Poe put his face in his hands for a moment. “No, I guess you're not. But I can't help remembering. I used to feel like you knew all the depths of me, like you could see into my mind. I could never see into yours.”

“It's over, Poe. It’s been over for years. I can't afford to form attachments, not now, not when my work with Snoke is finally taking off. This could be a _ Nature _ paper.”

“So you value your publications more than human connections?”

Ren’s voice was distant and almost anguished, but clear when he spoke. “Yes.”

“Then the man I loved is truly gone.” Poe lifted his tray and came to sit with Rey on the porch. His habitual good humor had failed momentarily. 

Rey wasn't sure how to cheer him up, or whether cheering up was even what he needed right now. She offered a smile of commiseration. “I'm going to get more coffee. You want some?”

“Thanks.”

While she was up, Finn joined their table. Phasma's undergrads were beginning to file in for breakfast, bringing a waft of DEET and funky boots. Soon Poe and Finn were deep in conversation about the technical details of the sensor arrays they planned to deploy that day. But Rey thought she saw a lingering sadness in Poe's dark eyes. 

*****

Rey loved being in the forest canopy more than anything else in her life. Connected to the rest of the world only by the thin line of her climbing rope, she could float among the branches and explore a world beyond the reach of humanity. Birds and butterflies passed by below her; monkeys and sloths ignored her or seemed to take her for one of their own. The air in the canopy, stirred by momentary breezes, felt cooler and drier than the stifling humid atmosphere of the understory. Perched 40 meters in the air on the limb of an enormous emergent  _ Astrodeleus imperialis, _ Rey felt like the queen of a primordial realm.

Moving outward along the branch, stepping lightly with most of her weight taken up by the climbing rig, Rey paused to gather samples from another bromeliad. She measured the dimensions of the leaves and used a syringe to draw up some of the water trapped between them so she could analyze the diversity of the organisms found there. She labeled the test tube and stowed it in her pack. Sometimes she could scavenge bromeliads from fallen trees after an intense storm, but she preferred to be up in the canopy. And it took a hell of a storm to bring down a tree as tough as  _ Astrodeleus. _

Before she could measure the next bromeliad, her concentration was broken by a terrible sound of destruction from the forest floor below. Kylo Ren was viciously slashing a stand of bamboo near the base of her tree. His red-handled machete flashed with reflected sunlight and vibrated with the force of his blows.

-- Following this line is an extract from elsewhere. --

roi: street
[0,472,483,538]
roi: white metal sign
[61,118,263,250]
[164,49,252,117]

“What are you _ doing?!”  _ Rey shouted down.

If he was startled to hear a voice coming from the canopy, he hid it well. “Working,” he said with a dark glower. “Tephritidae oviposit on damaged bamboo. If I want flies to study, I damage some bamboo. And I do have permission.”

“Well, you're about three meters away from slashing through my anchor rope. Much as I love being up in this tree, I do need to get down sometimes. And I prefer to descend at less than 9.8 meters per second squared.”

“I see it,” he said shortly. “The damage I do is controlled.”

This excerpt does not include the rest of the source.